While the Emancipation Proclamation granted slaves freedom, they faced a new issue—literacy tests. Literacy tests were created to be a barrier between the freed Blacks and the voting polls. If someone failed the test, they couldn’t vote.
Unfortunately, the vast majority of newly freed slaves did not have the literacy skills to pass. There was a fear among slave owners that Black literacy would lead to abolitionism. Slave owners worried that if slaves could read, they’d question the system and their place within it. So slave owners rarely permitted reading, which meant most slaves were illiterate. Screening for literacy before voting was designed to eliminate the newly freed slaves from the voting pool.
For a while, these tests skewed voting numbers. Even if a slave was literate, other demeaning tests were crafted to prevent them from reaching the polls. Understanding Clauses were established in some states, which forced voters to read and explain a passage from the state constitution. Grandfather Clauses prevented someone from voting unless their grandfather voted. If you think these clauses sound unfairly skewed to prevent freed Black people from voting, you’d be right. All these tests were designed merely to find any excuse to turn them away from the polls.
The only way to solve it was to advocate for civil rights and further the education of newly freed slaves. Otherwise, their voices would never be heard.
Literacy Education After Emancipation
After the Emancipation Proclamation, the one way to fix illiteracy was through schooling. Many Americans believed in the fundamental right to education. So when slaves became freed people, many thought they deserved the education that came with freedom. Along with this, newly freed slaves began teaching each other what they knew as Black communities began to form.
These communities often became schools, such as the Hampton Normal and Agricultural Institute. Other schools were also established in the pursuit of education, like the Tuskegee Normal and Industrial Institute. Both these schools are still around today, though they’re now known as Hampton University and Tuskegee University.
Schools like these are what helped raise literacy rates among African Americans in the United States. In turn, this allowed them to be able to vote despite literacy tests. Through hard work and education, they overcame the attempts to silence their votes.
With increasing literacy rates, this meant new writers as well as readers. This spawned a new genre of stories known as Slave Narratives. Aptly titled, these stories were written by prior slaves. Typically, it covered their experiences during slavery. Hundreds of personal narratives were collected during this time. As literacy rates climbed higher, interest in writing grew as well. This created many powerful narratives.

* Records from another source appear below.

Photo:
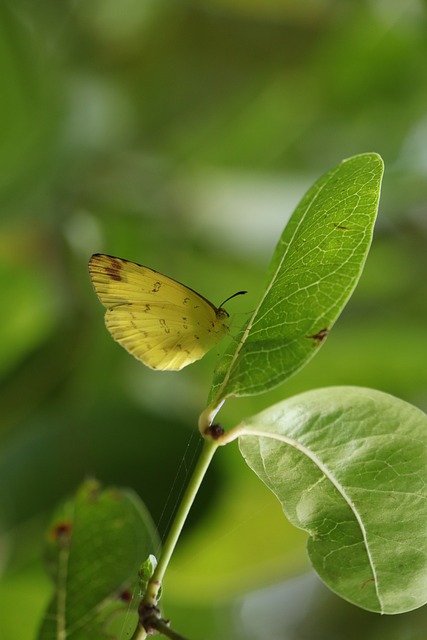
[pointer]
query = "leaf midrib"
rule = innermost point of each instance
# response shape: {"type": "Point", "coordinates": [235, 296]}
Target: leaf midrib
{"type": "Point", "coordinates": [273, 280]}
{"type": "Point", "coordinates": [321, 466]}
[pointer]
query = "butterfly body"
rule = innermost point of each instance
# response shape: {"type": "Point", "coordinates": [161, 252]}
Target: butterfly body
{"type": "Point", "coordinates": [163, 323]}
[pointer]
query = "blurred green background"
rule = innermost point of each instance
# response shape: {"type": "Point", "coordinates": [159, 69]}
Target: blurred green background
{"type": "Point", "coordinates": [181, 135]}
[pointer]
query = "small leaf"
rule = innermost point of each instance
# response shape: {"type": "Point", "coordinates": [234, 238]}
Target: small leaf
{"type": "Point", "coordinates": [349, 466]}
{"type": "Point", "coordinates": [145, 572]}
{"type": "Point", "coordinates": [95, 546]}
{"type": "Point", "coordinates": [313, 272]}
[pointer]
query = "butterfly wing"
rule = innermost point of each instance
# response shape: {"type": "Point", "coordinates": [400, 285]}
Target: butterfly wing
{"type": "Point", "coordinates": [158, 320]}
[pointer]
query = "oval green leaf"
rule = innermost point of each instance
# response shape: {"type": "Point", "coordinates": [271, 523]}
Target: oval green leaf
{"type": "Point", "coordinates": [313, 272]}
{"type": "Point", "coordinates": [95, 546]}
{"type": "Point", "coordinates": [349, 466]}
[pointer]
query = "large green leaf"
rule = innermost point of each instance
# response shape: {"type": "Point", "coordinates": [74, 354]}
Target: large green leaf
{"type": "Point", "coordinates": [96, 544]}
{"type": "Point", "coordinates": [313, 272]}
{"type": "Point", "coordinates": [349, 466]}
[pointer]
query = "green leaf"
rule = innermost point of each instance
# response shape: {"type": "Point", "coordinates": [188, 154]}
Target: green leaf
{"type": "Point", "coordinates": [95, 546]}
{"type": "Point", "coordinates": [349, 466]}
{"type": "Point", "coordinates": [313, 272]}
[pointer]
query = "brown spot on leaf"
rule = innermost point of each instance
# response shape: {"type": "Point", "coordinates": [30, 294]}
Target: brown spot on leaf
{"type": "Point", "coordinates": [320, 335]}
{"type": "Point", "coordinates": [125, 595]}
{"type": "Point", "coordinates": [62, 531]}
{"type": "Point", "coordinates": [340, 226]}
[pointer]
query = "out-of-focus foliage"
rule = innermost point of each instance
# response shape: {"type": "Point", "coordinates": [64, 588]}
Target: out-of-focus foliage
{"type": "Point", "coordinates": [181, 135]}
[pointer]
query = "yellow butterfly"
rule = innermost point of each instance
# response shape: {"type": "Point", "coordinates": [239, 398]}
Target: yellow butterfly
{"type": "Point", "coordinates": [158, 320]}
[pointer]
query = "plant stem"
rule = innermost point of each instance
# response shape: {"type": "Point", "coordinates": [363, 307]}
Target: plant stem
{"type": "Point", "coordinates": [166, 631]}
{"type": "Point", "coordinates": [152, 591]}
{"type": "Point", "coordinates": [139, 633]}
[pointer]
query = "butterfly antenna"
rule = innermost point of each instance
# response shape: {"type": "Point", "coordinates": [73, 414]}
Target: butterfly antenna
{"type": "Point", "coordinates": [239, 293]}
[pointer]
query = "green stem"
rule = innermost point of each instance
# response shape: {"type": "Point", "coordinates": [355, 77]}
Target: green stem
{"type": "Point", "coordinates": [151, 594]}
{"type": "Point", "coordinates": [139, 633]}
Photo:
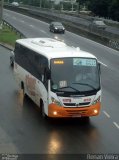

They suppress the truth rather than take the consequences of telling it.—Narrative of the Life of Frederick Douglass, Frederick Douglass
Many of these writers addressed the issue of civil rights. They confronted the ways towns attempted to suppress the right to vote with methods like literacy tests. While in their time, these stories helped spread knowledge of civil rights, they’re still impactful today. These stories help give researchers more details about the time period and help Americans understand the history of their nation.
Emancipation Led to Black Literature of Reconstruction through Civil Rights
Slave narratives were only the beginning of greater expansions in Black literature. Many of the pieces of fiction, plays, and poems read in schools today originate from the Reconstruction era after the emancipation proclamation.
The first Black American novel was released shortly after, titled, Clotel; or, The President’s Daughter: A Narrative of Slave Life in the United States by William Wells Brown. His story followed the fictional lives of Clotel and her sister, daughters of Thomas Jefferson. It was one of the first stories to criticize the morals of the United States, which promised freedom, while slaves suffered.
Brown also released the first play by a Black author titled The Escape; or, A Leap for Freedom. Which similarly followed the story of what it was like to be a fugitive slave.
Black women began to write as well. Frances Ellen Watkins Harper was the first Black woman to publish a short story. Her story, “The Two Offers,” explored what it was like to be a woman in such a difficult era.
These stories, along with many others, built the foundation of the Civil Rights Movement. They helped to raise awareness, give a voice to Black writers, and document history. By making sure these stories weren’t forgotten, Civil Rights activists had fantastic pieces of literature to back up their arguments. As Black people fought for their voice at the polls and in literature, they created the foundation of the Civil Rights Movement that got us to where we are today.